The mesmerizing, melodious voice with impeccable tone and timbre. Pitch perfect control. The playful, soulful caressing of the lyrics. The subtle modulations and variations. Yes, these are qualities that make Rafi’s romantic songs such a wonderful, fulfilling listening experience, and truly we are blessed that he left us with so many.
A lot has been said and written about Rafi’s classical music grounding, his versatility and range that enabled him to render all those unforgettable songs. But I want to talk about an understated aspect of his singing, which for me, is inimitable, and adds so much to the mood of the songs and makes them truly beautiful – and that is his diction. It is unlike any other singer and I just cannot imagine those songs being sung by anyone else. The list is endless, but I want to mention a few, which I think count among Rafi’s best.
Let me start with one of my favorite playful numbers – “Sar Jo Tera Chakraye”, from Pyaasa. SD Burman made it merry and jaunty, with a happy tune. Listen carefully, though, when Rafi sings “Jaye” and “GhabhRaye” – he just glides and skims over the heavy Ja and Ra sounds in those words, and makes it so much more inviting (for a maalish), mischievous and playful. I would definitely want a maalish after listening to that (preferably from Johnny Walker).

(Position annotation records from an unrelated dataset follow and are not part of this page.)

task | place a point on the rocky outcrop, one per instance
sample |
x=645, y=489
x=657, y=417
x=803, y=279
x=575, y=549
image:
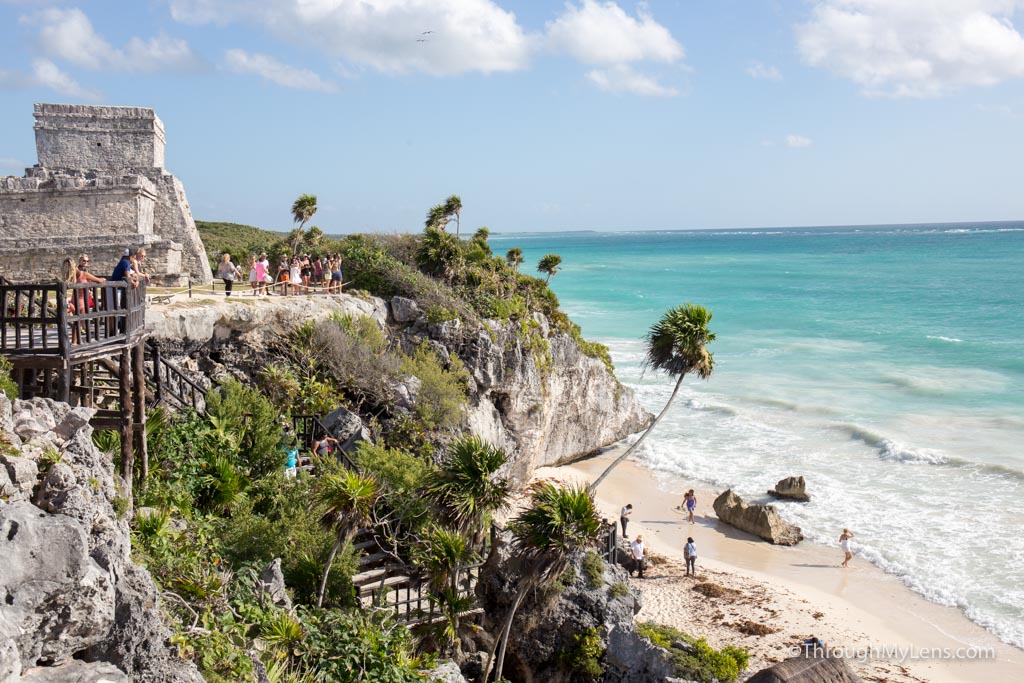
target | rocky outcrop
x=548, y=624
x=807, y=670
x=536, y=394
x=761, y=520
x=792, y=488
x=70, y=591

It is this uncanny ability to adorn the song with variations in pronunciation and diction that makes Rafi so special. Another of my favorite songs is “Is Rang Badalti Duniya Mein” from the movie Rajkumar. Shankar-Jaikishan created a beautiful melody and Rafi has brought it to life. Listen to how he starts the song with a soft “Iss” and maintains the soft touch on all the words. See how he adds flirtation in the first antara with the soft but elongated “Cheda” in the phrase “Cheda Na Karo” and exposes the innocence of the “Naadan.